Alex Brown: Hugo 2022 Fanwriter Finalist

Name: Alex Brown

Pronouns: They/them

Alex Brown is an award-winning SF&F critic (2020 Ignyte Best Critic Award), librarian and fan writer who has written for Locus,, NPR and Buzzfeed. They’ve also written two non-fiction books about the Napa Valley. On their blog they describe their writing and themselves:

“Much of their writing covers Black history, librarianship, YA, and speculative fiction. Alex is ace/aro, genderqueer, and biracial Black.”

Brown is a prolific reviewer who produces regular round-ups of new releases as well as reviews of SF&F and YA books.

What’s in the packet

Brown has several PDFs of their work from their blog, Locus and, as well as a compendium PDF that puts them all together in a single document. They include reviews of:

  • A Chorus Rises by Bethany C. Morrow
  • The Book of Accidents by Chuck Wendig
  • Folklorn by Angela Mi Young Hur
  • Piranesi by Susanna Clarke
  • Soulstar by C. L. Polk
  • The Heartbreak Bakery by A.R. Capetta
  • The Witch King by H.E. Edgmon
  • Amazon Prime miniseries, Underground Railroad
  • The Mirror Season by Anna-Marie McLemore

In particular, I enjoyed reading their review of Piranesi — a book that really benefits from multiple perspectives:

“The longer he says in the House, the more Matthew Rose Sorensen’s very identity and sense of self are stripped away. He finds a form of control in his uncontrollable world by tracking the tides and searching for meaning in the movements of the birds and the expressions of the statues, but it’s false. He is subject to the environment and the whims of a capricious white man just as enslaved Africans were a century and a half before. The trauma is more than the act of being imprisoned, it’s the overarching history of slavery. Matthew/Piranesi is not like Ketterley’s slave; he is his slave.”

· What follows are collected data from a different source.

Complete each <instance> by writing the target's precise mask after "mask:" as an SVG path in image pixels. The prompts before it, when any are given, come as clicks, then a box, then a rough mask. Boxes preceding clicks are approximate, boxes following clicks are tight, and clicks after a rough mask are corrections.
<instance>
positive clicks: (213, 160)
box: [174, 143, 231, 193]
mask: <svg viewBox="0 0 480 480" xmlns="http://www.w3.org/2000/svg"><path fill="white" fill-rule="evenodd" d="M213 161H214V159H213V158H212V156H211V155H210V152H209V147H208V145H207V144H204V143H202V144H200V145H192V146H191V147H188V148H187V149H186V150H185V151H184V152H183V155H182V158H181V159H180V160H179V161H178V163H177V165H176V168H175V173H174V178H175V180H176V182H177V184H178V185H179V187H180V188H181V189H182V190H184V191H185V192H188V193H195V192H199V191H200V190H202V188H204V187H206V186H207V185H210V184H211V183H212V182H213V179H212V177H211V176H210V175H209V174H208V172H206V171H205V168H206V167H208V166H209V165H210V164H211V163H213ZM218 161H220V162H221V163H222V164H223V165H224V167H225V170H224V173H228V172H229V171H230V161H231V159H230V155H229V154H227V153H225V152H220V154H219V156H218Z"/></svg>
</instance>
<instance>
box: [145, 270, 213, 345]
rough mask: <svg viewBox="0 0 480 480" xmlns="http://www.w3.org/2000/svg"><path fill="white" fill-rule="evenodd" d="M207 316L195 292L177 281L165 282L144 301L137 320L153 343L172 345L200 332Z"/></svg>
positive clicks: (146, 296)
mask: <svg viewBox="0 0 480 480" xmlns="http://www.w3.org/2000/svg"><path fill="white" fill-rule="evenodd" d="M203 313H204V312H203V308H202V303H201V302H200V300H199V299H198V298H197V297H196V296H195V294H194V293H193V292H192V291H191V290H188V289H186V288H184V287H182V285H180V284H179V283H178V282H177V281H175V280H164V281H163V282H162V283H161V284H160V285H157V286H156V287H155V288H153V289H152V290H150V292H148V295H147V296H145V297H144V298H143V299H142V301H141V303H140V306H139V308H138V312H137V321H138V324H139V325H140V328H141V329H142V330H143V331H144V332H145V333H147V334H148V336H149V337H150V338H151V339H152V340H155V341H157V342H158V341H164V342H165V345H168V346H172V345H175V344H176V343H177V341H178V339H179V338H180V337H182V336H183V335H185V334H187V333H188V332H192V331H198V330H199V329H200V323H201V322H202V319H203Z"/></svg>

The packet provides a short survey of a much larger body of work that encompasses Brown’s extensive writing on books.

Why you should vote for Alex Brown

Reviews and criticism enrich our experience of reading but it is the fostering of dialogue about stories, a rich, ongoing community discussion and debate about books that make reviews and criticism a key element of fandom.

Brown brings their own perspective to their reading and their capacity to tease out of books the depth and richness of the stories is notable.

Also, they like Caramel Hob Nobs (see ) — I didn’t even know British biscuit technology had reached such dizzying heights in my absence!